Monday, June 30, 2008

Song of my angst - Self defeat in the US


To me, the most fascinating aspect of the mind’s functioning is its ability to give shape to a person’s life. A mind has many choices in how to entertain itself when not being educated. To a certain extent, living a life shapes one’s mind. Yet the mind catches the pieces that fall in between these impressions, creating ideals and compelling a human life toward realizing them.

How does it achieve this? I am amazed at its ability to perceive events, and run the body through cycles of ingestion, digestion and disposal, all while gradually drawing an existence into line with the strength of its will. The mind knows where it wants to go, and pulls that which isn’t headed there into its orbit.

Jean Paul Sartre, the French philosopher who asserted that every detail of one’s life derives from human choice, would be irked were he alive and present to read my above statements; I have implied that humanity is a puppet living in the shadow of an autocratic life-deciding entity.

I wouldn’t blame him for rolling his eyes, nor even someone who hadn’t devised a philosophy on the dominance of human choice in all situations; life would not be very rewarding if it were true that an alien awareness controls it from beginning to end.

But total choice comes with what another prominent existential thinker, Soren Kierkegaard, called angst. Experience grows more complex as it gathers, and one’s chances of making a fatally wrong decision only grow with that complexity. In a model of total responsibility, there are two forces: yourself, and your attempt to perpetuate that self by making super-intelligent decisions every moment.

Perhaps in the middle of the 20th century, an existentialist could overcome cognitive overload by retreating to an extended, intensely moody walk. Upon returning home, he/she could then continue on a satisfying decision-making path. Yet with the
surplus of information
that now defines daily experience, a long walk won’t suffice. Choice is in danger of drowning in an excess of options.

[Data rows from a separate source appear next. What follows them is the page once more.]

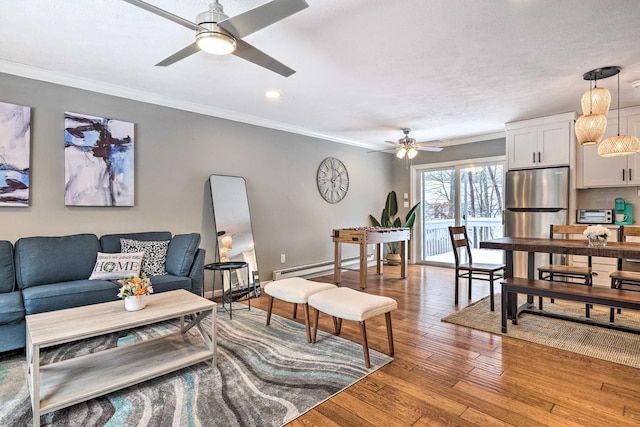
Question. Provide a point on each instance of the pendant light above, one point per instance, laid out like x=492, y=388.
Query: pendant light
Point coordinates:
x=620, y=145
x=590, y=127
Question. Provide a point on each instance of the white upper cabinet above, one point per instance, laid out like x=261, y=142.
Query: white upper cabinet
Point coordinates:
x=541, y=142
x=596, y=171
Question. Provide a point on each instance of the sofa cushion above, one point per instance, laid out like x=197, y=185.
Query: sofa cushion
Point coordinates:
x=111, y=242
x=170, y=283
x=58, y=296
x=43, y=260
x=117, y=266
x=181, y=252
x=155, y=254
x=11, y=308
x=7, y=271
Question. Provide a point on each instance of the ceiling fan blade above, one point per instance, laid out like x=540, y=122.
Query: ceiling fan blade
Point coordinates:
x=262, y=16
x=247, y=52
x=163, y=13
x=181, y=54
x=388, y=150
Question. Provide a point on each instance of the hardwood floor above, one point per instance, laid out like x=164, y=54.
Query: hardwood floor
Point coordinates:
x=451, y=375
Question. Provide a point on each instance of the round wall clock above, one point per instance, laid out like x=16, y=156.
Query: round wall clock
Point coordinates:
x=333, y=180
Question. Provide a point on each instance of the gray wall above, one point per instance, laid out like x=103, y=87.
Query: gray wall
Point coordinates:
x=175, y=152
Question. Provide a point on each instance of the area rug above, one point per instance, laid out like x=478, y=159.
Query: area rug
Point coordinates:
x=265, y=376
x=607, y=344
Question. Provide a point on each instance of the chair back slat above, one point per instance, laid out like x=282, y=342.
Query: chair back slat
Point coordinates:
x=460, y=239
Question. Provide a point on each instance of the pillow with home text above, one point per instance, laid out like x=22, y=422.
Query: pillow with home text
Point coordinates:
x=117, y=266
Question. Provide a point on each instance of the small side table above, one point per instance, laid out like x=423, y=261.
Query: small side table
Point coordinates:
x=228, y=296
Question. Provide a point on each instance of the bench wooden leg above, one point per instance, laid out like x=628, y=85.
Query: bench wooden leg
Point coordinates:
x=269, y=309
x=337, y=324
x=365, y=344
x=315, y=326
x=387, y=317
x=493, y=304
x=307, y=321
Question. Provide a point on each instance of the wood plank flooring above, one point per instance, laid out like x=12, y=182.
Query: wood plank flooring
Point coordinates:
x=451, y=375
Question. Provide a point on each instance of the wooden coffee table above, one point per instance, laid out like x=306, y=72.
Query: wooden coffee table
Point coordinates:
x=61, y=384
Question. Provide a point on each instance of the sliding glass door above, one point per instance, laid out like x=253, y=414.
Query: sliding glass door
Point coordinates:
x=458, y=194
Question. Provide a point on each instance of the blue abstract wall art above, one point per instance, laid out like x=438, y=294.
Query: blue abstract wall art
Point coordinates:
x=99, y=167
x=15, y=143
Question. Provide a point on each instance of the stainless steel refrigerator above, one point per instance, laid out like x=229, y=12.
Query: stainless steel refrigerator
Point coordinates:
x=535, y=199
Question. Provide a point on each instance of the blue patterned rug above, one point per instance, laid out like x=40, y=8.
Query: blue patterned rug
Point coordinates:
x=265, y=376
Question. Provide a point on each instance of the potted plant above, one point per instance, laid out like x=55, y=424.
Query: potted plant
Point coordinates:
x=134, y=291
x=388, y=219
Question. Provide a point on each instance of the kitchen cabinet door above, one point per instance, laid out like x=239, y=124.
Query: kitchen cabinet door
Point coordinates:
x=553, y=144
x=522, y=147
x=539, y=146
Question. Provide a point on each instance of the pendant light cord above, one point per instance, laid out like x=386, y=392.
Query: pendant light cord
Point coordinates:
x=619, y=105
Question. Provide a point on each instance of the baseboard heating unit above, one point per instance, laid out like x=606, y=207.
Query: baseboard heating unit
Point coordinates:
x=317, y=269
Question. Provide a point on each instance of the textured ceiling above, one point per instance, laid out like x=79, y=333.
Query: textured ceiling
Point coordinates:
x=449, y=70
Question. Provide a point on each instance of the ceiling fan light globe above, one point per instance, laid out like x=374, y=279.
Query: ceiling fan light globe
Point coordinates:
x=216, y=43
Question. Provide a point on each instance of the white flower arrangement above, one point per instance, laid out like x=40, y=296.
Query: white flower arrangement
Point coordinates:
x=597, y=232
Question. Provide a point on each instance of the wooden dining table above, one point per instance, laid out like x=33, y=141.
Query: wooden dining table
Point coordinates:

Humankind is born condemned to be free, Sartre said, but maybe the truest damnation has only come about recently: to become free of freedom in a process of cultural, sensory and perceptual globalization.

Up until now, the United States’ values of wealth and freedom – embodied in entrepreneurial drive and liberty of expression – have been rocks upon which millions of citizens have founded their lives. Now, the Patriot Act has undermined Americans’ security in expressing their often-passionate and diverse opinions. Additionally, confidence in the US economy has reached its lowest point in two decades, and predictions are bleak.

We may now be experiencing a reprisal of Arthur Miller’s “Death of a Salesman,” except this time rather than Biff failing to carry on his father’s business, Americans have failed to sell their way of life to the world. Existential dread has shifted its gaze from material abandonment to cognitive incapacitation. In striving to save the entire outside world, the American will has turned from choice and toward compulsion.

I would like to believe that I alone determine the shape of my life – or as Sartre might put it, that it is my responsibility to create my existence. Yet I wouldn’t know where to begin were that level of choice available to me. I find myself stuck between a stifling and unsatisfying relationship to freedom.

Simone DeBeauvoir wrote inThe Ethics of Ambiguity that “the means [of living] determines both the definition and fulfillment.” Life seems to me more complex than are my own means. I am willing to make a place in my mind for a foreign consciousness to help me chart a way through my American existence.